This project explores how eye tracking could utilise hands-free video control on YouTube Mobile as a practical input method for everyday use.
Problem
People often use YouTube while multitasking in everyday situations, such as cooking, cleaning, or working with their hands.

Pain Point
In hands-busy situations such as cooking, touch-based video controls interrupt task flow and make simple actions unnecessarily difficult.
Design Gap
Existing interaction methods rely heavily on touch or voice input. These approaches do not reliably support hands-free control in noisy or hands-busy environments.
Research Approach
I explored eye-tracking through a combination of assistive technology case studies, gaming industry applications, and accessibility-focused interaction patterns. The goal was to understand where eye tracking is already reliable, what constraints exist, and how users adapt to non-traditional inputs.


Purpose & Applications
Enables hands-free interaction and precise measurement of eye movements across activities
Used in mental health assessment, learning, neuroarchitecture, and gaming

VR & Social Media
Supports foveated rendering in VR for performance and immersion
Used in social media for gaze-based filters and engagement tracking

Limitations
High hardware cost
Calibration required
Variability across users
Occasional unintentional responses

Future Potential
Enhance accessibility
Support social communication
Enable hands-free interaction in smartphones

Mobile & Accessibility
Combine with voice control and screen overlays for better interaction experience
Potential for integration into everyday apps
Research Inspiration
I looked into industries where eye tracking technology has already proven its professionalism and reliability.

In Healthcare

In Gaming
Design Opportunity
If eye tracking can handle high-performance and accessibility-critical tasks, it could also simplify everyday video interactions.
How might we leverage eye tracking to give users intuitive, hands-free control over videos?

Solutions
I designed an eye tracking mode for YouTube Mobile that works even in noisy environments where voice control might fail.
A Short Calibration Flow
To reduce accidental input observed in eye-tracking systems, I started with a short calibration flow that helps the system adapt to individual eye movement patterns.
Gaze-Based Navigation & Timed Blinking Selection
A red outline is revealed when the user looks toward designated areas of the screen. The user can move the focus between controls by looking, and visual highlighting immediately reflects the current target. This approach allows users to explore available actions without committing to a selection.

When confirming, select by double eye blinking will reduce unintentional actions, if user lays eyes on a button area for more than just scanning, a progress bar will shows up and respond to action without double blinking required.
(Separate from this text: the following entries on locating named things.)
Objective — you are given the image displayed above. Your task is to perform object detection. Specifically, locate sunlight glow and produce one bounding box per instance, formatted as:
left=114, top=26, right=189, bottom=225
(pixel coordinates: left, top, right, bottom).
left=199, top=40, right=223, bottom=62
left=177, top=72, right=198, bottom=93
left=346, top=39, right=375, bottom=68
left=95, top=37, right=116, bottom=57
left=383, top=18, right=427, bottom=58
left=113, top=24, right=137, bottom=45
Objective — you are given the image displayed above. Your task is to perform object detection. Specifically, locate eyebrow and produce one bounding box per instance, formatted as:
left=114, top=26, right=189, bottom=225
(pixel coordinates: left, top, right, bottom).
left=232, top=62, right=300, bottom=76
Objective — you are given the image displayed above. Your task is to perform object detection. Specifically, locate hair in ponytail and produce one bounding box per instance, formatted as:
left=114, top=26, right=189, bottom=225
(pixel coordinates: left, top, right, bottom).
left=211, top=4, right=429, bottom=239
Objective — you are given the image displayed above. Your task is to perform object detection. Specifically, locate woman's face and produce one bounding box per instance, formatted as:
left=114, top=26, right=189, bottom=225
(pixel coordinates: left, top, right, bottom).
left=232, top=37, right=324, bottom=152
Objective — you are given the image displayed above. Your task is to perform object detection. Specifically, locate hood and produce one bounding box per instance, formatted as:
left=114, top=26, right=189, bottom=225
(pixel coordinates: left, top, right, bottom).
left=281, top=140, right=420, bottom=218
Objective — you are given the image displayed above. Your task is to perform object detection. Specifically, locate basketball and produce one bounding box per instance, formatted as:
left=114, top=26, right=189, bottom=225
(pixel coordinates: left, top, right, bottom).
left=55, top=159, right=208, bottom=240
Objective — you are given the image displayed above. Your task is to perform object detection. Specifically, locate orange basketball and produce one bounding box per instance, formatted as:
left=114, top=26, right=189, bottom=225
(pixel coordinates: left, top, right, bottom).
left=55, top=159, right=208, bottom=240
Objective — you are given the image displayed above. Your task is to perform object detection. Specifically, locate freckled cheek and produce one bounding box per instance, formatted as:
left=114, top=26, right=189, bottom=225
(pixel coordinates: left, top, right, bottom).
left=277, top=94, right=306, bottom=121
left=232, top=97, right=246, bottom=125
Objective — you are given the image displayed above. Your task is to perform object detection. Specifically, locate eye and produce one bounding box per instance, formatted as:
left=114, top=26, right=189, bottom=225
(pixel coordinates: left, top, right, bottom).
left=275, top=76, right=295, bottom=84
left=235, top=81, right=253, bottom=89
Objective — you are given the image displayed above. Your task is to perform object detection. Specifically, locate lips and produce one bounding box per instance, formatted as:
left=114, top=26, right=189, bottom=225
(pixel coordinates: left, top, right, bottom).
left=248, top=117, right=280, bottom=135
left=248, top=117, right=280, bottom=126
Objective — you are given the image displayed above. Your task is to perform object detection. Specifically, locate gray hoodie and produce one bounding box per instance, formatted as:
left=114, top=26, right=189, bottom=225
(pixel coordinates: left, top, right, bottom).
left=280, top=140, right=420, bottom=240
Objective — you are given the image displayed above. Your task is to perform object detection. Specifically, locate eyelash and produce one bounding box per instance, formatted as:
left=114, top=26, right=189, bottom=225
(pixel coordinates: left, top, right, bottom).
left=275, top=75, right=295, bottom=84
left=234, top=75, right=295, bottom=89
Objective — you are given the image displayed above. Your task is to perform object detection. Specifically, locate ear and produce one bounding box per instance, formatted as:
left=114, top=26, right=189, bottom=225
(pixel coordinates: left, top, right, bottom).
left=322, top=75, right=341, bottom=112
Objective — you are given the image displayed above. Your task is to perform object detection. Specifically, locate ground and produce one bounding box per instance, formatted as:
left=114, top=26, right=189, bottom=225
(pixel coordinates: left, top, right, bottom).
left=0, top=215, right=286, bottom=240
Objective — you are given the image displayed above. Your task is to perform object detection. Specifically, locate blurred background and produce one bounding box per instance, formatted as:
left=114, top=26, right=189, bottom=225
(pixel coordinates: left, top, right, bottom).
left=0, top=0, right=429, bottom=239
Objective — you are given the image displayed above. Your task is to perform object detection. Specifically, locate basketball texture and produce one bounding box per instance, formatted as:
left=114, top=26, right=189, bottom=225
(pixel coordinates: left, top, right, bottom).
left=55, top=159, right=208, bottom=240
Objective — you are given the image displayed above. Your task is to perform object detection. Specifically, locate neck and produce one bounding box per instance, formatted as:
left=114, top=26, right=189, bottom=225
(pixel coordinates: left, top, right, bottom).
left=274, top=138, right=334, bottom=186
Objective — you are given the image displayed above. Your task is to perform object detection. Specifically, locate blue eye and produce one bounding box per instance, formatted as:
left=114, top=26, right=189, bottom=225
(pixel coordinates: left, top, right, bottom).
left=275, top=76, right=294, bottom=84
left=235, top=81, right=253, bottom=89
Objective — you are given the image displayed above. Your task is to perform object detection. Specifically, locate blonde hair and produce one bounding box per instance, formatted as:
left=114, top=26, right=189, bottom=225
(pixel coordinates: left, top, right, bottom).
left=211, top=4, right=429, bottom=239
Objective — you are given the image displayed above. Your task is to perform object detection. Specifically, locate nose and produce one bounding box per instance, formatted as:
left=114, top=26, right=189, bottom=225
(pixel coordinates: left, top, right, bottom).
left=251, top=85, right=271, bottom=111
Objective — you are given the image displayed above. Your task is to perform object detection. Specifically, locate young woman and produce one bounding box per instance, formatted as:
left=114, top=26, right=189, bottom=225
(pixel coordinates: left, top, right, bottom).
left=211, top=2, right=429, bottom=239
This, a timed blinking selection would help balance speed with accuracy while keeping interaction lightweight.

Selectable Volume Control
Instead of relying on the phone’s side buttons to adjust the volume, I added volume controls inside the playback settings. The interaction model follows familiar patterns like YouTube’s playback speed control. This design maintains a hands-free interaction experience while preserving brand consistency.
Challenges
Eye-tracking mode Layout
The challenge was balancing fast content discovery with accessibility and consistency, without relying solely on gesture-based navigation.
Key decisions
Reduce search and typing
→ Enlarge the main viewing area
→ Two-column grid for video categories
→ Prioritize genres based on user viewing preferencesImprove discoverability beyond swipe gestures
→ Add visible buttons to expand categories
→ Add arrow overlay for scrolling to support eye tracking and accessibility
Layout Iteration

Takeaways
This project reinforced the importance of grounding interaction concepts in proven technologies and real constraints. If continued, I would validate timing thresholds and blink interactions with users who rely on assistive input daily.